Evaluating the Association between AAST Emergency General Surgery Anatomic Severity Grades and Clinical Outcomes Using National Claims Data. The journal of trauma and acute care surgery Scott, J. W., Staudenmayer, K. n., Sangji, N. n., Fan, Z. n., Hemmila, M. n., Utter, G. n. 2020

Abstract

Emergency General Surgery (EGS) encompasses a heterogenous population of acutely ill patients, and standardized methods for determining disease severity are essential for comparative effectiveness research and quality improvement initiatives. The AAST has developed a grading system for the anatomic severity of 16 EGS conditions; however, little is known regarding how well these AAST EGS grades can be approximated by diagnosis codes in administrative databases.We identified adults admitted for 16 common EGS conditions in the 2012-2017q3 Nationwide Inpatient Sample. Disease severity strata were assigned using ICD-9-CM and ICD-10-CM diagnosis codes based on AAST EGS anatomic severity grades. We evaluated whether assigned EGS severity (multiple strata or dichotomized into less versus more complex) were associated with in-hospital mortality, complications, length of stay, discharge disposition, and costs. Analyses were adjusted for age, sex, comorbidities, hospital traits, geography, and year.We identified 10,886,822 EGS admissions. The number of anatomic severity strata derived from ICD-9/10-CM codes varied by EGS condition and by year. Four conditions mapped to four strata across all years. Two conditions mapped to four strata with ICD-9-CM codes, but only two or three strata with ICD-10-CM codes. Others mapped to three or fewer strata. When dichotomized into less versus more complex disease, patients with more complex disease had worse outcomes across all 16 conditions.

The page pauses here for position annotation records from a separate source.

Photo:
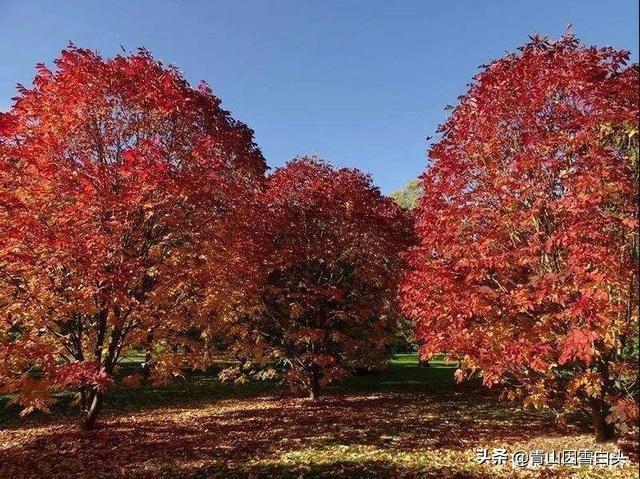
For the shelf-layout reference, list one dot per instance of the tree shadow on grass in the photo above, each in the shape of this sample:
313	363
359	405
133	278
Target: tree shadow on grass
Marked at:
375	426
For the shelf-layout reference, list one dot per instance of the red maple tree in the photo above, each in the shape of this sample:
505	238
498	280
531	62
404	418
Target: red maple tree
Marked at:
527	268
121	188
328	300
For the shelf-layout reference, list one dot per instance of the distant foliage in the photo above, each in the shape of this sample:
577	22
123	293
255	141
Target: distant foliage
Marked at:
527	268
332	266
121	204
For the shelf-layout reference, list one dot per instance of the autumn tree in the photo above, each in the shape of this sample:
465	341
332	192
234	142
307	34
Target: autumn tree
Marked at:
121	190
527	268
332	265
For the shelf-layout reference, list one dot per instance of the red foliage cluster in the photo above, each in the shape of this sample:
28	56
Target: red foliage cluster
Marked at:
122	188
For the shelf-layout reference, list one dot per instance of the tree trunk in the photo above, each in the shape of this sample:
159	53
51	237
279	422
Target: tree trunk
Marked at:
89	420
599	411
314	385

The addition of multiple strata beyond a binary measure of complex disease, however, showed inconsistent results.Classification of common EGS conditions according to anatomic severity is feasible with ICD codes. No condition mapped to five distinct severity grades, and the relationship between increasing grade and outcomes was not consistent across conditions. However, a standardized measure of severity-even if just dichotomized into less versus more complex-can inform ongoing efforts aimed at optimizing outcomes for EGS patients across the nation.Level III.